Usa, i cinesi sono tornati acquisizioni per 8 miliardi
NEW YORK — Non importa se si fecero rifilare qualche “bufala” nel bel mezzo della grande crisi, entrando come azionisti nelle banche di Wall Street proprio mentre quelle crollavano sotto il peso dei mutui subprime. I cinesi sono tornati. Più munifici che mai, quando si tratta di mettere le mani su aziende americane. In controtendenza mondiale, in un anno depresso per il volume di fusioni e acquisizioni, si nota ancor più il boom degli investimenti cinesi negli Stati Uniti. Quasi 8 miliardi di dollari di operazioni già annunciate, e siamo solo a fine agosto. In otto mesi i grandi investitori cinesi hanno quasi eguagliato il record assoluto del 2007 (pre-crisi dunque) quando fecero 8,9 miliardi di acquisizioni in tutto l’anno. Di qui alla fine del 2012 è quasi certo che quel record sarà ampiamente superato, viste le operazioni in lista d’attesa che potrebbero essere approvate entro la fine dell’anno.

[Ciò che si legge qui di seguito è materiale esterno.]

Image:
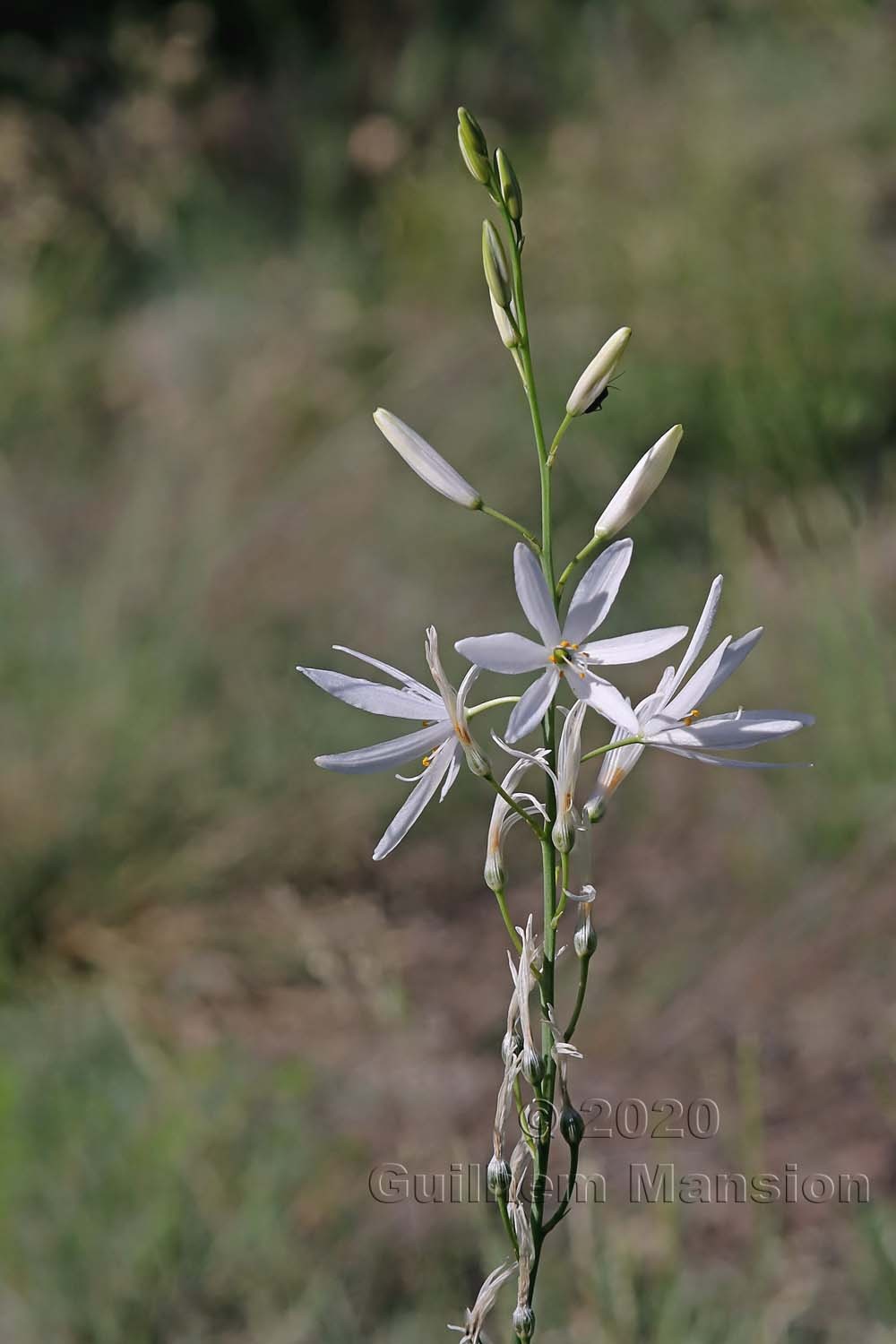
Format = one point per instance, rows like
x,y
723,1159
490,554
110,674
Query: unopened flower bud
x,y
532,1066
638,484
571,1125
511,193
591,386
524,1322
497,1176
495,265
506,331
495,873
473,145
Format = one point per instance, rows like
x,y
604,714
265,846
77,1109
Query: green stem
x,y
508,1225
567,1196
512,521
584,554
508,924
564,424
579,997
611,746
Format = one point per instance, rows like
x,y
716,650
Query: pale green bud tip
x,y
471,131
638,484
511,193
598,373
495,265
584,940
506,331
524,1322
532,1066
424,460
473,145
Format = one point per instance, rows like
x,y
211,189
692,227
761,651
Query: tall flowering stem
x,y
536,1051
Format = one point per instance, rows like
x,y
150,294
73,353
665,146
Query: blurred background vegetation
x,y
228,233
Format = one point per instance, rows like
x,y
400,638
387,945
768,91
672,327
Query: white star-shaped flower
x,y
669,717
443,742
563,652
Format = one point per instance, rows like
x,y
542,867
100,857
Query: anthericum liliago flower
x,y
563,652
669,718
443,742
424,460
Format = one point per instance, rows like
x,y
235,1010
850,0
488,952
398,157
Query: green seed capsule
x,y
511,191
571,1125
495,265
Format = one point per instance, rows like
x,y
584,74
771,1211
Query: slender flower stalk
x,y
567,661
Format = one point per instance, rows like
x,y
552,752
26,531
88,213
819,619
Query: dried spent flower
x,y
485,1300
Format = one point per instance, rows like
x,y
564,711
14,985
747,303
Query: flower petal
x,y
608,702
597,591
633,648
384,755
533,594
700,632
694,688
417,798
734,731
397,672
503,652
732,658
371,695
532,706
734,763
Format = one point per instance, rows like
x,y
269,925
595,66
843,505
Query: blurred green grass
x,y
194,499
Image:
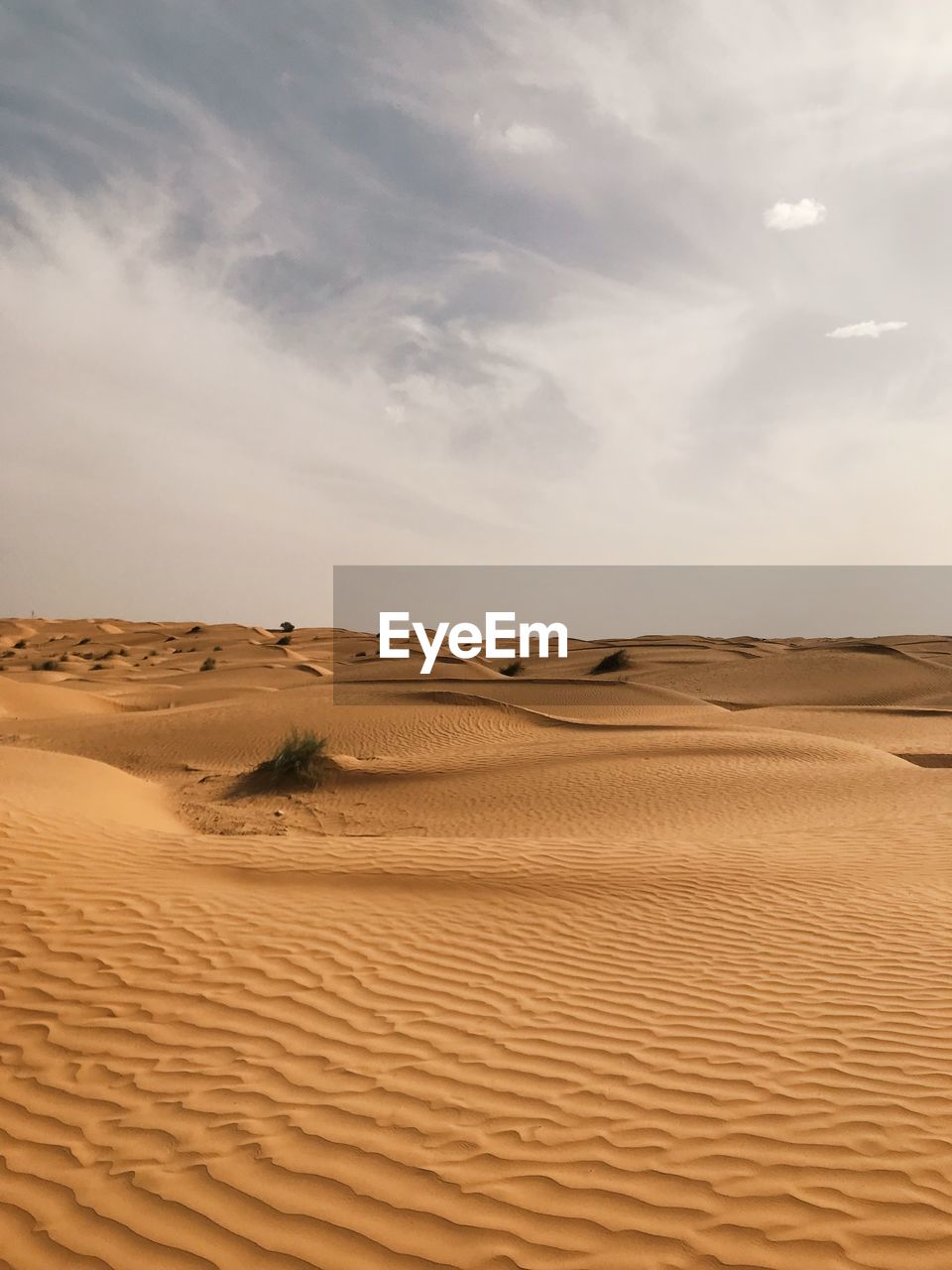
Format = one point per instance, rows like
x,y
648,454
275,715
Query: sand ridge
x,y
552,971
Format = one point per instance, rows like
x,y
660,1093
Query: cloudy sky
x,y
321,282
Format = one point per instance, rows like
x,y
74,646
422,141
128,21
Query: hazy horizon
x,y
307,285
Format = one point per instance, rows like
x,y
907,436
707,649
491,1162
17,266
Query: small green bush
x,y
298,761
617,661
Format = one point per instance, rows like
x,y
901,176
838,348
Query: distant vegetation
x,y
617,661
299,760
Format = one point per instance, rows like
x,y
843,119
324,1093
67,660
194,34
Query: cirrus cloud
x,y
794,216
865,329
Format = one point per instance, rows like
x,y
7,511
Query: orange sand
x,y
643,971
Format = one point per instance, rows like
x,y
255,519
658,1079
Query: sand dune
x,y
562,971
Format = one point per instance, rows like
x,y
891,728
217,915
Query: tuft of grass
x,y
298,760
617,661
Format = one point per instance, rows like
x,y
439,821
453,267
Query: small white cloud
x,y
794,216
865,329
518,139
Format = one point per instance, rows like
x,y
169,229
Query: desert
x,y
544,969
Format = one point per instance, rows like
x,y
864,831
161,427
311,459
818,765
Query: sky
x,y
316,282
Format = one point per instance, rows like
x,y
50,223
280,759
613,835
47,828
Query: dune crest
x,y
551,971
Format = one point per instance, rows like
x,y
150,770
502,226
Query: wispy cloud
x,y
518,139
273,254
865,329
794,216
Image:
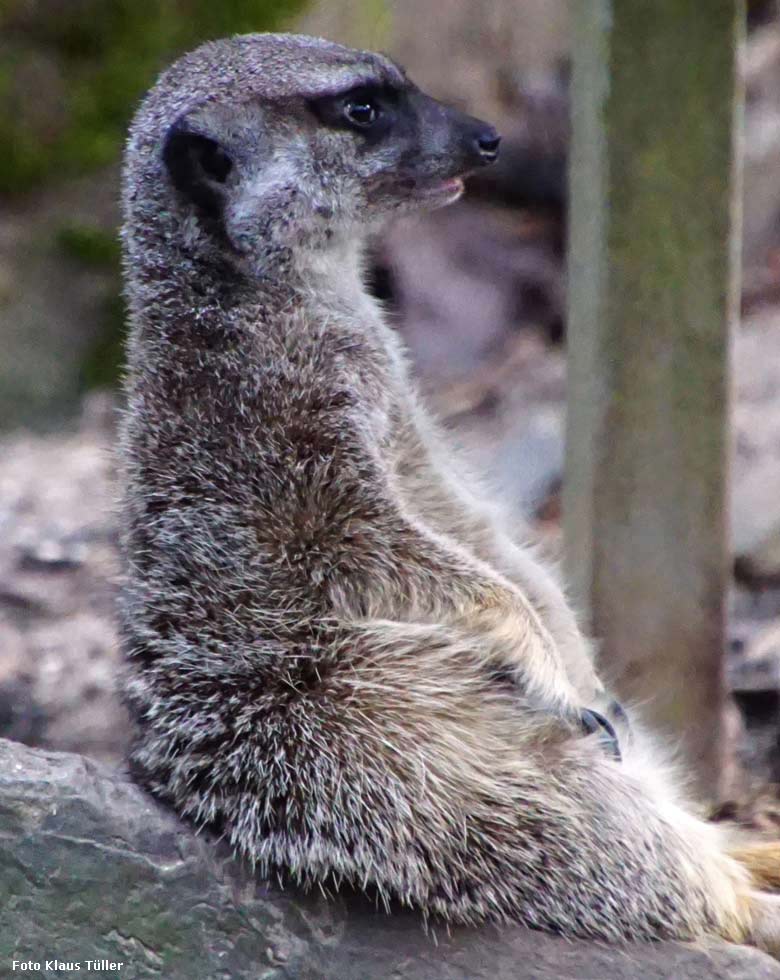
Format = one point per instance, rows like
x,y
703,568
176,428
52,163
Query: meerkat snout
x,y
263,171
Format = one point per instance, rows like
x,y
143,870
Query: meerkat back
x,y
332,653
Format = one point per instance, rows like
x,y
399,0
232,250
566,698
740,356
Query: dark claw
x,y
595,724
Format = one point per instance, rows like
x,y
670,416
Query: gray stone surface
x,y
91,868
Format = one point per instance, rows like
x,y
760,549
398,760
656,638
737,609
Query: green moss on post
x,y
652,290
71,73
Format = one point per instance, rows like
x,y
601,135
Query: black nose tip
x,y
487,145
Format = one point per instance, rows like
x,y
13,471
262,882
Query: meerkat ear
x,y
198,167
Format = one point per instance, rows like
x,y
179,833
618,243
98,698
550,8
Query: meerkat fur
x,y
335,653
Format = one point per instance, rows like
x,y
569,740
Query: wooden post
x,y
653,285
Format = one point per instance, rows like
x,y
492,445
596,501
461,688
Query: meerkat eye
x,y
367,109
363,112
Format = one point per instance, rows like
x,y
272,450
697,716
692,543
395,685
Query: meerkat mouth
x,y
443,191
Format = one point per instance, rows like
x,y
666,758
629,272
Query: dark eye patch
x,y
367,109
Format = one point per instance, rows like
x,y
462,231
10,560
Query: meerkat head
x,y
265,142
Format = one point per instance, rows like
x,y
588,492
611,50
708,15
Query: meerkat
x,y
335,654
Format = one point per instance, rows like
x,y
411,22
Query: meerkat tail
x,y
762,861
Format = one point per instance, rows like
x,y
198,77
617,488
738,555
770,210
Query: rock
x,y
756,667
760,565
93,869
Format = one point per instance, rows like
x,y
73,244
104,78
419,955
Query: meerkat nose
x,y
487,145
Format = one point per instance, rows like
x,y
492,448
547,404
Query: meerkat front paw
x,y
594,723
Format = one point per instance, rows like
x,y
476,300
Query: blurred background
x,y
477,290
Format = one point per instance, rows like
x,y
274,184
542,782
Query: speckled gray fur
x,y
335,653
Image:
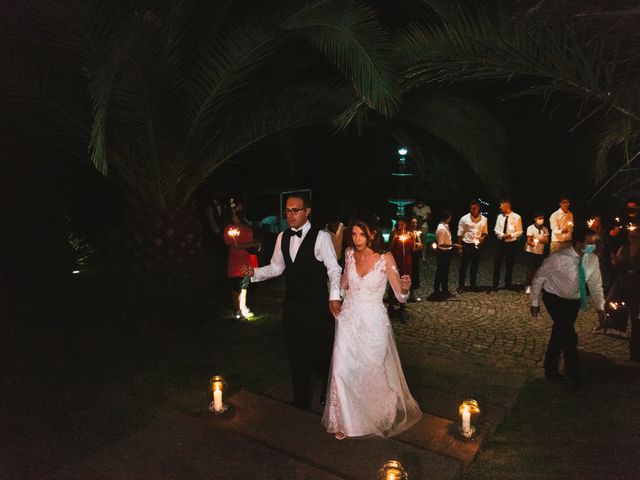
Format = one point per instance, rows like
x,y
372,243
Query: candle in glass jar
x,y
217,400
466,420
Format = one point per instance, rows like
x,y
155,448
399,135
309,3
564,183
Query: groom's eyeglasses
x,y
292,211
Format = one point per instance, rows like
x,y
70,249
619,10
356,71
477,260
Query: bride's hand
x,y
405,283
335,306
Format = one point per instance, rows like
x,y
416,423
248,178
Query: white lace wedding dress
x,y
367,392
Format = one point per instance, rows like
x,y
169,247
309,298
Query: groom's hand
x,y
335,306
246,270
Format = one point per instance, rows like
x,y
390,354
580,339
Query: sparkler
x,y
233,233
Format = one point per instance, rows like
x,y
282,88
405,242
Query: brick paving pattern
x,y
492,328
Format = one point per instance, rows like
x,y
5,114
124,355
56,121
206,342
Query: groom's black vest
x,y
306,277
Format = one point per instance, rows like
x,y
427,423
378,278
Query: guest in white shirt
x,y
444,252
508,229
422,212
472,232
537,238
561,222
563,288
306,256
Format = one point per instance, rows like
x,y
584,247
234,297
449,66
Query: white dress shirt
x,y
540,234
323,250
443,236
514,227
471,229
559,221
559,275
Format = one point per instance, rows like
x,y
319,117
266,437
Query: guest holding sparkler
x,y
472,232
602,249
414,229
243,249
561,226
537,238
444,252
508,229
401,246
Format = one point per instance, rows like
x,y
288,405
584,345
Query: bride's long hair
x,y
369,225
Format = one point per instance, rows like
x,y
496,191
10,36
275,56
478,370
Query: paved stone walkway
x,y
493,329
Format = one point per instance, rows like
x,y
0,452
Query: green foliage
x,y
163,93
582,53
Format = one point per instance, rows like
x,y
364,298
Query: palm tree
x,y
587,55
158,95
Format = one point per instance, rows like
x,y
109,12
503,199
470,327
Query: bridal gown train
x,y
367,391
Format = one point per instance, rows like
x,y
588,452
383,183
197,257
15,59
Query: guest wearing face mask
x,y
602,249
537,238
562,281
561,222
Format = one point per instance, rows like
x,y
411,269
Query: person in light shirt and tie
x,y
562,281
508,229
561,222
472,232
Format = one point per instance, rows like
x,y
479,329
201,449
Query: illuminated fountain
x,y
401,178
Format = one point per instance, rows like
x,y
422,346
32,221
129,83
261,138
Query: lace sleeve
x,y
393,275
348,261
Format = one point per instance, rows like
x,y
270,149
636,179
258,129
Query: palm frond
x,y
225,69
476,48
349,34
271,111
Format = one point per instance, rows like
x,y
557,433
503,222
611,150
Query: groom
x,y
306,256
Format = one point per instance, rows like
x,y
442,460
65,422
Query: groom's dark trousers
x,y
308,323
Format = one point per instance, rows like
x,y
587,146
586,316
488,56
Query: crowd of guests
x,y
583,259
611,260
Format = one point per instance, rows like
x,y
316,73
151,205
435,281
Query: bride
x,y
367,392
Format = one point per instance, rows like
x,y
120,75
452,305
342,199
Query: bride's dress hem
x,y
367,395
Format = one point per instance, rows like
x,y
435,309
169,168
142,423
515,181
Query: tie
x,y
582,279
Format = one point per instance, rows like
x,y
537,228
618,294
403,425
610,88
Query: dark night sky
x,y
346,172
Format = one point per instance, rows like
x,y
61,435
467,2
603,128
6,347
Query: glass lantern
x,y
218,386
392,470
469,412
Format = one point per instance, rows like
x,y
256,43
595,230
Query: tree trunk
x,y
167,242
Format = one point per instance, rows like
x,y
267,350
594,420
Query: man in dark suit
x,y
306,257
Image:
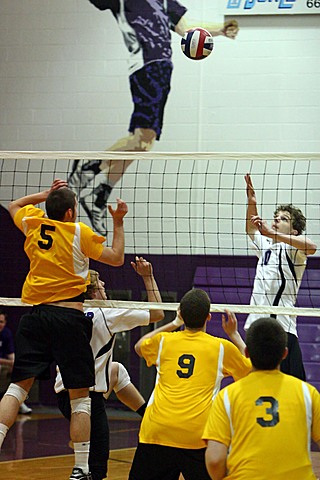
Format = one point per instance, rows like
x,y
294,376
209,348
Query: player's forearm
x,y
114,255
153,296
6,362
251,212
168,327
299,242
237,340
32,199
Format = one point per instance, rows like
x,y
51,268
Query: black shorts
x,y
157,462
293,364
54,334
150,87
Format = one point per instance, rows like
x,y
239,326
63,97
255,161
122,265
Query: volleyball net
x,y
187,215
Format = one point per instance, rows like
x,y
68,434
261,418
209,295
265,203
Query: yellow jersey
x,y
59,255
267,421
190,367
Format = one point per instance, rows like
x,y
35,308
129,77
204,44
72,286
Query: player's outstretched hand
x,y
251,194
58,183
142,267
230,29
229,323
121,210
262,226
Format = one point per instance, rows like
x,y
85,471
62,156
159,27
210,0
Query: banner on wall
x,y
270,7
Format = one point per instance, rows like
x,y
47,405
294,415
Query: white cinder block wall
x,y
64,82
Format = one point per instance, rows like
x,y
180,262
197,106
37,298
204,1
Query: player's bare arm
x,y
168,327
144,268
300,242
229,29
114,255
35,198
252,211
216,459
230,327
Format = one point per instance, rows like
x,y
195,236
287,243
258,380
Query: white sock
x,y
3,432
81,452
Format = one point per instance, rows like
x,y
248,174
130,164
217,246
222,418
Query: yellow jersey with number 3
x,y
190,367
267,420
59,255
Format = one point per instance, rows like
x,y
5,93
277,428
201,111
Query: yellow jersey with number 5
x,y
267,420
59,255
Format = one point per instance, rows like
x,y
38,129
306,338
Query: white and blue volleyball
x,y
197,43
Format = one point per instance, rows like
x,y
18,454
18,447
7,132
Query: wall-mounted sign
x,y
270,7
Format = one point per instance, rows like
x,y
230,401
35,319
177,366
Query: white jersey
x,y
106,323
278,277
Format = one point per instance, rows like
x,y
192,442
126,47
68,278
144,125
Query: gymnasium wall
x,y
64,82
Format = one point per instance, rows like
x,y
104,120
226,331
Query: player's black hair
x,y
58,202
266,341
297,218
195,308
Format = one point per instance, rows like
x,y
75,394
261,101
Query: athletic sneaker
x,y
95,205
82,174
77,474
24,409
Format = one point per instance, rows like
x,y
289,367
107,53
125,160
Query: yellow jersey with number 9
x,y
190,368
59,255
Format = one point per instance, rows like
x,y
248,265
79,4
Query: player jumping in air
x,y
146,28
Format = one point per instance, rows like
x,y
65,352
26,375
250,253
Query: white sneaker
x,y
24,409
82,174
95,205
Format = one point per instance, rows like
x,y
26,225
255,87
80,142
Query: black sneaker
x,y
77,474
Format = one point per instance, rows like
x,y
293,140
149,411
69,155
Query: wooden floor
x,y
59,468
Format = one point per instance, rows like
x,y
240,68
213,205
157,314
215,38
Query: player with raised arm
x,y
57,330
107,322
146,27
261,426
282,251
190,367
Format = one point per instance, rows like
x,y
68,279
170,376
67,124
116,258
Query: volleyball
x,y
197,43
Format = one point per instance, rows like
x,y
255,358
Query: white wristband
x,y
177,322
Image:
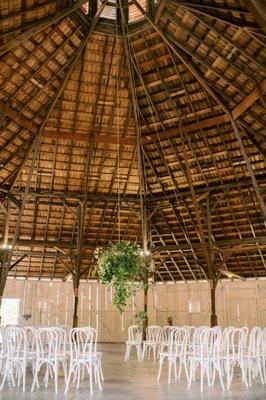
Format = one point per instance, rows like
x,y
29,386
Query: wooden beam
x,y
66,135
17,117
173,132
44,23
239,244
248,101
249,167
239,110
258,10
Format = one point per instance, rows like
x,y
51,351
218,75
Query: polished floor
x,y
134,381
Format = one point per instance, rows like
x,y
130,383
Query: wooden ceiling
x,y
103,113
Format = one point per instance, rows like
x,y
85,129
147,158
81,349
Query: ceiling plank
x,y
45,22
258,10
248,101
18,117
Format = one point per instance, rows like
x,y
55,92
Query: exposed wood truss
x,y
140,121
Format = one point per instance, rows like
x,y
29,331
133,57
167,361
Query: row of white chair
x,y
215,352
75,350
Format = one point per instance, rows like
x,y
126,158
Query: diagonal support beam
x,y
258,9
44,23
17,117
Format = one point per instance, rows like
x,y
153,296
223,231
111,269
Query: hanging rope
x,y
117,127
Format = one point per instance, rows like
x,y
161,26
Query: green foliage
x,y
121,265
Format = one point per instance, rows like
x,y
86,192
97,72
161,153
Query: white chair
x,y
255,348
49,353
176,351
18,357
31,334
233,352
165,338
84,355
134,340
3,349
206,356
153,336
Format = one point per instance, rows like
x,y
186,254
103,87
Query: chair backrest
x,y
255,344
166,332
153,333
82,343
3,341
17,344
31,334
49,343
234,340
62,338
134,334
178,340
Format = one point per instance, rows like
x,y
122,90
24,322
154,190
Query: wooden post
x,y
214,319
142,185
76,301
146,271
213,280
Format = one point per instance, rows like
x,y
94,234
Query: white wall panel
x,y
50,303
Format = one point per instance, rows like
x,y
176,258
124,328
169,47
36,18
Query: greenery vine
x,y
122,265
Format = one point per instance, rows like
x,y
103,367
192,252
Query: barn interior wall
x,y
51,302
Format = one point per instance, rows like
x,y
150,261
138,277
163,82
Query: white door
x,y
10,311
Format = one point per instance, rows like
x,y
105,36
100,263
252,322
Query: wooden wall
x,y
50,302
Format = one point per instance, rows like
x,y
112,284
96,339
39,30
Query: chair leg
x,y
68,377
170,370
90,378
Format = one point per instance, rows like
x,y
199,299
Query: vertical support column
x,y
150,7
93,8
76,300
214,319
213,278
143,205
146,276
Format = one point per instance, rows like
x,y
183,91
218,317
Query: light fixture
x,y
6,246
230,274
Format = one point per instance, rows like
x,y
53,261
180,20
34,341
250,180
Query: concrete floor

E così l’America sfata un mito, quello della sua diffidenza protezionistica nei confronti del capitalismo cinese. Il mito ha un fondamento storico nel “caso Unocal”: era il 2005, quando l’ente petrolifero cinese Cnooc (controllato dallo Stato, come tutte le aziende energetiche) tentò di conquistare il controllo di Unocal, compagnia petrolifera della California. In quel caso, è vero, le autorità di Washington misero un veto. Non volevano che Unocal servisse da cavallo di Troia per la penetrazione cinese in un settore d’importanza strategica. La stessa logica ha ispirato diversi dinieghi di fronte ai ripetuti tentativi di acquisizioni fatti da Huawei, il colosso telecom cinese, soprattutto nella Silicon Valley. E tuttavia qualcosa è cambiato, non solo nei rapporti di forze tra Usa e Cina, ma anche nell’atteggiamento americano verso gli investimenti targati Pechino. Tra le acquisizioni di quest’anno figura in primo piano proprio un’operazione da 2,4 miliardi firmata Sinopec, altra compagnia petrolifera di Stato, che ha preso il controllo di diverse filiali della Devon Energy. Per valore la supera solo un’altra acquisizione, quella compiuta da gruppo Wanda che ha rilevato l’intera catena di sale cinematografiche multiplex Amc Entertainment: 2,6 miliardi. Quest’ultima ha colpito l’immaginazione perché ricorda un’altra “invasione asiatica2, quella del Giappone negli anni Ottanta quando fra le prede delle acquisizioni ci fu anche Hollywood. Ma rispetto ai giapponesi, i colossi del capitalismo cinese sembrano più selettivi. Nei loro investimenti dominano due settori: l’energia e la tecnologia. Nel primo caso, la logica è analoga a quella che ispira l’espansione cinese verso il resto
dell’Asia, l’America latina e l’Africa: la necessità di assicurarsi l’accesso a risorse naturali e materie prime per sostenere lo sviluppo di una nazione da 1,3 miliardi di abitanti. Nel settore tecnologico, gli americani sospettano che Pechino vada a caccia di tecnologie “duali”, cioè suscettibili di avere anche applicazioni in campo militare.